In the preceding paper in this issue, the concept of band-target entropy minimization
(BTEM) was introduced, and it was successfully applied to spectral reconstruction from a
stoichiometric organometallic reaction system after spectral preconditioning. In this contribution, the BTEM algorithm is reapplied to semi-batch homogeneous catalytic reactions without
spectral preconditioning. The homogeneous catalytic hydroformylation of 3,3-dimethylbut-1-ene, starting with Rh4(σ-CO)9(μ-CO)3 as catalyst precursor in n-hexane as solvent, was
studied at 298 K and variable total pressure, using high pressure in situ infrared spectroscopy
as the analytical tool. The non-preconditioned data were then subjected to BTEM in order
to recover the pure component spectra of the species present. The pure component spectra
of background moisture and carbon dioxide, hexane, dissolved CO in hexane, and the
dissolved species present, namely the organic reactant 3,3-dimethylbut-1-ene, the organic
product 4,4-dimethylpentanal, the catalyst precursor Rh4(σ-CO)9(μ-CO)3, the observable
organometallic intermediate RCORh(CO)4, and Rh6(CO)16, were all readily recovered.
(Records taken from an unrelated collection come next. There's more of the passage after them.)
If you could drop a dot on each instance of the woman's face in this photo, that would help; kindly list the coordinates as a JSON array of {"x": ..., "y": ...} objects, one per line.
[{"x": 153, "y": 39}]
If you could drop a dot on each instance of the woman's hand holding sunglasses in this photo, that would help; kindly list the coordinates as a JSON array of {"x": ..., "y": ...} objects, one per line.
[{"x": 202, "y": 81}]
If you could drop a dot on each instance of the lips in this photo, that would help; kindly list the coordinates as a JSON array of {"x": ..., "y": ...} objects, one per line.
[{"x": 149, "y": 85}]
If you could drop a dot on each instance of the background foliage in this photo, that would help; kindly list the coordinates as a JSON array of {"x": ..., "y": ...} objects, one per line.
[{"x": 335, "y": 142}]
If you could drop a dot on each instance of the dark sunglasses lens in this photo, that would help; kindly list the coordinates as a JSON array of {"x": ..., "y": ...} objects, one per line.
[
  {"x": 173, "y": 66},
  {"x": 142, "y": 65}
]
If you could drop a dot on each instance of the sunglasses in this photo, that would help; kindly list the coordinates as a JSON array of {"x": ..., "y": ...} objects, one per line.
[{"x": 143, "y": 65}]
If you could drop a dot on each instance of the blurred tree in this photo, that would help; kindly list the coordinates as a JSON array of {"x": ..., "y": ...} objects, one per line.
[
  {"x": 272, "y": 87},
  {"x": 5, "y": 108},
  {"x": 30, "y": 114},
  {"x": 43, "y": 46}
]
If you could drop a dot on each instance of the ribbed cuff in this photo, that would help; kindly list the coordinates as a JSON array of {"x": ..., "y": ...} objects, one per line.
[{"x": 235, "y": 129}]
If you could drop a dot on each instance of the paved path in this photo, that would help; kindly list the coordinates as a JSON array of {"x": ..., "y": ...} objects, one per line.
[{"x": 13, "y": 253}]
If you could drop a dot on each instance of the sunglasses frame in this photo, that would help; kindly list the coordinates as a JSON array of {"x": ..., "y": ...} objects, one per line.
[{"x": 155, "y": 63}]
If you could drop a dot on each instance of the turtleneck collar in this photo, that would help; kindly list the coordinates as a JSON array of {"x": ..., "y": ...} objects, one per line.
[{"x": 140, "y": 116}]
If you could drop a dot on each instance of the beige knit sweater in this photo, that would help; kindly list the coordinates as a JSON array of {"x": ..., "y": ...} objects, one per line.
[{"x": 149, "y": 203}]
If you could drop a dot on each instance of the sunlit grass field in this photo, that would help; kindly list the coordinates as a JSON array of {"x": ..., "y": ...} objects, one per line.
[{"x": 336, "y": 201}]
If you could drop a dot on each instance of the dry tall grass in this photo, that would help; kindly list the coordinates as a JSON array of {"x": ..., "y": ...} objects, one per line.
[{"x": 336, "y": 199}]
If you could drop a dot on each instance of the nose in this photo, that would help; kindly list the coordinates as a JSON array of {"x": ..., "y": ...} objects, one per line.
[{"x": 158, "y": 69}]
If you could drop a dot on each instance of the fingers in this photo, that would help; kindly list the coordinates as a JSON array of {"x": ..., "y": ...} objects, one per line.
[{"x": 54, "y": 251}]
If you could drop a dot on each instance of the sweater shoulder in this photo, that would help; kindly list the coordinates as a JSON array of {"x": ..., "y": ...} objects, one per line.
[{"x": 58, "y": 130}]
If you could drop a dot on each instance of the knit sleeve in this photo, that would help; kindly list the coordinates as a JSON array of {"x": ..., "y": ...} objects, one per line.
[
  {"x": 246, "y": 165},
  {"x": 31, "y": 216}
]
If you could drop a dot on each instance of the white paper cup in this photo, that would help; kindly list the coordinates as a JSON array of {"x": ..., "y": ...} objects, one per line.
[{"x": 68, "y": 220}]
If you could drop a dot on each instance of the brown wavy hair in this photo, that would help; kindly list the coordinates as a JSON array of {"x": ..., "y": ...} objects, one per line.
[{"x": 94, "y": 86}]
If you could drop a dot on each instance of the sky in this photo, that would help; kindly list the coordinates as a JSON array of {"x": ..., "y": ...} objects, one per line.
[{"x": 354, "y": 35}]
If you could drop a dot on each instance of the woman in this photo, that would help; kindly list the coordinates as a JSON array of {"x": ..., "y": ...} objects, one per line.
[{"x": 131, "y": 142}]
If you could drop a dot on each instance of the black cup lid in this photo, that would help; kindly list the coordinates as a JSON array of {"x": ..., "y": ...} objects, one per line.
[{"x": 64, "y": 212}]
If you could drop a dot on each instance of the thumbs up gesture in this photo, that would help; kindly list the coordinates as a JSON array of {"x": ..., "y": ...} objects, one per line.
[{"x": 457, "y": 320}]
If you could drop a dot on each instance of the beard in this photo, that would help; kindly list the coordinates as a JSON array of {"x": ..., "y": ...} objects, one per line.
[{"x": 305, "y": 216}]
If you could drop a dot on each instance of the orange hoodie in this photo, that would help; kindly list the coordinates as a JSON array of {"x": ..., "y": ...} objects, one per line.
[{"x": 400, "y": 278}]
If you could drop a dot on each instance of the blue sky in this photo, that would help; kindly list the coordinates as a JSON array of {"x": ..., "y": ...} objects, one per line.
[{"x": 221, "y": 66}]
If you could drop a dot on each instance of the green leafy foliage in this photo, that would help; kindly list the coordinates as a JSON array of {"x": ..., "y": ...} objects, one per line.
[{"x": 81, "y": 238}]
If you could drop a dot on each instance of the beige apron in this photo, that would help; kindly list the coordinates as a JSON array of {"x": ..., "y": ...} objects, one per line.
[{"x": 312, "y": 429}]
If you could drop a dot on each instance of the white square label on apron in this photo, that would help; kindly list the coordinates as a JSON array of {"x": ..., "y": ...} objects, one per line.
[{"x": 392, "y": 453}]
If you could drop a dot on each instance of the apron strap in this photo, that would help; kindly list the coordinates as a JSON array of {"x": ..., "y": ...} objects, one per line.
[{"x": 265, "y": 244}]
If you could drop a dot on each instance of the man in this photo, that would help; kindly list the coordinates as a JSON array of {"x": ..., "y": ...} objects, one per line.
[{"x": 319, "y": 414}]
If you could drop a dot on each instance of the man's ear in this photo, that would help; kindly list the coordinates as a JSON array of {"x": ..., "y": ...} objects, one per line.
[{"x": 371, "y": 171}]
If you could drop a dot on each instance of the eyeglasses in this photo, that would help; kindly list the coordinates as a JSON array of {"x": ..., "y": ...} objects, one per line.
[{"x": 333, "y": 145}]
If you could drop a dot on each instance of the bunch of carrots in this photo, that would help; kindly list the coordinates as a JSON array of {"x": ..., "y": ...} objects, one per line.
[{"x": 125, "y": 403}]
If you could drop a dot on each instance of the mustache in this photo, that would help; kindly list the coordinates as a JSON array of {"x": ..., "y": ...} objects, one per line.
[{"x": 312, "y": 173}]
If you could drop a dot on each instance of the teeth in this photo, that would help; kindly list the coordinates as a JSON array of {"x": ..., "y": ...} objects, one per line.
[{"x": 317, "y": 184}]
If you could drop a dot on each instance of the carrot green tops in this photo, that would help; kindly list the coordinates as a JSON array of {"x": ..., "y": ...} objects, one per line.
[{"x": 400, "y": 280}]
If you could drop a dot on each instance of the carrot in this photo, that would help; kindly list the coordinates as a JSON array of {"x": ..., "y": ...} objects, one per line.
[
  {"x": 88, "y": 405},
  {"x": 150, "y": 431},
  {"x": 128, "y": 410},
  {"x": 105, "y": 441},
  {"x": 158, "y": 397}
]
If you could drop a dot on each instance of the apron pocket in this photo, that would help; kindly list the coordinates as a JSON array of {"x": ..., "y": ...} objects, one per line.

An
unexpected finding was a very well resolved spectrum with two terminal CO vibrations
centered at 2068 and 2076 cm-1 (almost exactly overlapping with Rh4(σ-CO)9(μ-CO)3, but
without bridging carbonyls). With reasonable certainty we are assigning this new spectrum
to the previously unknown complex Rh4(σ-CO)12. The results indicate that spectral
reconstruction, using no libraries and no a
priori information, is indeed possible from semi-batch runs. This finding holds promise for rapid and cost-effective spectroscopic system
identification of reactive organometallic and homogeneous catalytic systems.